A mitochondrial-related gene signature predicts prognosis and immunotherapy response in hepatocellular carcinoma

Affiliations

A mitochondrial-related gene signature predicts prognosis and immunotherapy response in hepatocellular carcinoma

Hongli Shu et al. Sci Rep. .

Abstract

Hepatocellular carcinoma (HCC) remains a leading cause of cancer-related mortality worldwide, characterized by frequent recurrence and poor clinical outcomes. This study aimed to develop a mitochondria-related genes (MRGs) signature for prognostic stratification and immunotherapy response prediction in HCC patients. Derived from the TCGA-LIHC cohort and validated across independent ICGC-JP and GEO datasets, the MRGs signature comprised four genes (DTYMK, ABCB6, GOT2, and TOMM40L) that were markedly overexpressed in HCC tissues and strongly associated with adverse prognosis. MRGs-based nomogram exhibited superior predictive accuracy, highlighting their clinical potential for personalized risk assessment. Within the tumor microenvironment, high-MRGs tumors demonstrated significant enrichment of immunosuppressive components, including regulatory T cells, tumor-associated macrophages, and checkpoint molecules PD-1 and CTLA-4. The MRGs-high subgroup showed heightened sensitivity to cisplatin but resistance to erlotinib, and impaired immunotherapy responses, which has potential clinical transformation value in the design of individualized combination therapy.

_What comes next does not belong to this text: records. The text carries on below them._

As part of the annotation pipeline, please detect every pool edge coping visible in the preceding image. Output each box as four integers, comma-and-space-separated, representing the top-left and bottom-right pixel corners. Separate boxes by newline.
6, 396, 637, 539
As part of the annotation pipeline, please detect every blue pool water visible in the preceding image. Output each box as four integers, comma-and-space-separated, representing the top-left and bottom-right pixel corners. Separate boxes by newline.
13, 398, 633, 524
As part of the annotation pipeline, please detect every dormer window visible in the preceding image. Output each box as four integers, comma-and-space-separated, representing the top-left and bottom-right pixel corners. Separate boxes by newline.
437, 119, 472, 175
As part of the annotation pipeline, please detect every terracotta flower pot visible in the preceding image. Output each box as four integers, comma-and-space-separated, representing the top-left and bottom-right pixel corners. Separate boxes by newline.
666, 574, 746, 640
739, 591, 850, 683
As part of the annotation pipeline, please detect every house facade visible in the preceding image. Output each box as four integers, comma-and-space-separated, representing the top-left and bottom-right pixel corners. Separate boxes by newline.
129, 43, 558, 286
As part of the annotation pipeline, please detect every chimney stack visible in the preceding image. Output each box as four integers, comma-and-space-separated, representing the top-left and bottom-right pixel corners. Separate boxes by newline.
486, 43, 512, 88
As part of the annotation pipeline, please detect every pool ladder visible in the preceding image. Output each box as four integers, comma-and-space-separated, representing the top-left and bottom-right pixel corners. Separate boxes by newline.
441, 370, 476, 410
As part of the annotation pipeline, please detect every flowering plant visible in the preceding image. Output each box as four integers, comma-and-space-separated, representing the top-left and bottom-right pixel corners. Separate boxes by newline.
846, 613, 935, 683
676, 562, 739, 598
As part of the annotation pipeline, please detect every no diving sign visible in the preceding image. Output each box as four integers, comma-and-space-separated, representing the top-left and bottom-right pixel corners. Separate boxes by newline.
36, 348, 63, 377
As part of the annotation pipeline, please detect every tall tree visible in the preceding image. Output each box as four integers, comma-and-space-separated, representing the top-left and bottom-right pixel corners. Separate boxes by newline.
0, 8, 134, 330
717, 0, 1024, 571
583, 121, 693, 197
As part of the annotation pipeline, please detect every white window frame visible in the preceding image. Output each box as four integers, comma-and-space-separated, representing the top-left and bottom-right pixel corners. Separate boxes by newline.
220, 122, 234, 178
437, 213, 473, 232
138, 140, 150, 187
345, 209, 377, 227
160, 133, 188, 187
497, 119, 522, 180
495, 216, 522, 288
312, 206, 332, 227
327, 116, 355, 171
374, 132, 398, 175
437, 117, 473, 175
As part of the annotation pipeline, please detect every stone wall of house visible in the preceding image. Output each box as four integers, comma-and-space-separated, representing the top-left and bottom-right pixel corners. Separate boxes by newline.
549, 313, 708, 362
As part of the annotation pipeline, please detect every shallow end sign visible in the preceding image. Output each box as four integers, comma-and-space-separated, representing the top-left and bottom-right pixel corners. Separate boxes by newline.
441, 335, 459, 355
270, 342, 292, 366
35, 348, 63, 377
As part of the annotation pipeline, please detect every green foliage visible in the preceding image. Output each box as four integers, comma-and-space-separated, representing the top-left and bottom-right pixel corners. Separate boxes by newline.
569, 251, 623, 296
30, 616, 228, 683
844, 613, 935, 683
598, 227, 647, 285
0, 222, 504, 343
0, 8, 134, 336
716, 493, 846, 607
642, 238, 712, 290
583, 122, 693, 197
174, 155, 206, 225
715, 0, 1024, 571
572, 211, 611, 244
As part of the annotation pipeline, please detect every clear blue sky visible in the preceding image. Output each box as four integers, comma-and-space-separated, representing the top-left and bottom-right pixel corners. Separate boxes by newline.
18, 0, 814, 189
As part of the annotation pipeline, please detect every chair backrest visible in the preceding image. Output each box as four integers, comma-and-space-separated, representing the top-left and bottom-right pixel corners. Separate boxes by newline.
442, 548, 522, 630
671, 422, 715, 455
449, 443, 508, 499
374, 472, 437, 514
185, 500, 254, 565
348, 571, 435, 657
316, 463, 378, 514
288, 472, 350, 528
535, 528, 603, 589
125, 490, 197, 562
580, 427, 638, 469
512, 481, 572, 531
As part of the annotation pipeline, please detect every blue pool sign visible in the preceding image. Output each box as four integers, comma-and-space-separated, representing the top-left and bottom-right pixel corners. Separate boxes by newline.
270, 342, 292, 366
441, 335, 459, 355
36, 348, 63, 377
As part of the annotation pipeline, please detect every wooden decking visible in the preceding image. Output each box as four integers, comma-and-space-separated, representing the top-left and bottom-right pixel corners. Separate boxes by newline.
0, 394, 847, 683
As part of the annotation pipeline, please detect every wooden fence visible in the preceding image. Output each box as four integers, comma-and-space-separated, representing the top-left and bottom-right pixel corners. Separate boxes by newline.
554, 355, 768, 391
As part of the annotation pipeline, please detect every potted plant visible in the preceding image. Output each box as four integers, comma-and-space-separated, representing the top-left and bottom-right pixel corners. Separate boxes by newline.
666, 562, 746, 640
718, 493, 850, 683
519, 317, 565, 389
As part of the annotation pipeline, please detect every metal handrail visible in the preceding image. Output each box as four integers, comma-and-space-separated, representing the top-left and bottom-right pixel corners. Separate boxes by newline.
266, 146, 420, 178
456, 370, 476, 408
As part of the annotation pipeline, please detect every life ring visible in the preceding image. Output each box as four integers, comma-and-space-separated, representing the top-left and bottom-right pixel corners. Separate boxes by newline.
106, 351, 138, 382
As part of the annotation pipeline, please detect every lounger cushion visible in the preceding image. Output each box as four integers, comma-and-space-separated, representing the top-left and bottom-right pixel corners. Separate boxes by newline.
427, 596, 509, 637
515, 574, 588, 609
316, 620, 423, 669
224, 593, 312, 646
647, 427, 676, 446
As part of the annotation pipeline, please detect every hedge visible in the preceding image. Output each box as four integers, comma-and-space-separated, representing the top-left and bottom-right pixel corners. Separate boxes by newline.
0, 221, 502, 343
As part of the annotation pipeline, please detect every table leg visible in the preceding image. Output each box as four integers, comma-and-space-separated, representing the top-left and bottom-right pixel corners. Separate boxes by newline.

Functional validation revealed ABCB6 as a key oncogenic driver, with genetic depletion significantly attenuating HCC cell proliferation, migration, and invasion in vitro. Collectively, the MRGs signature serves as a better predictor of HCC prognosis and therapeutic resistance, while its core component ABCB6 emerges as a critical regulator of HCC malignancy.

Keywords: ABCB6 transporter; Hepatocellular carcinoma; Immunotherapy resistance; Mitochondrial metabolism; Prognostic biomarker.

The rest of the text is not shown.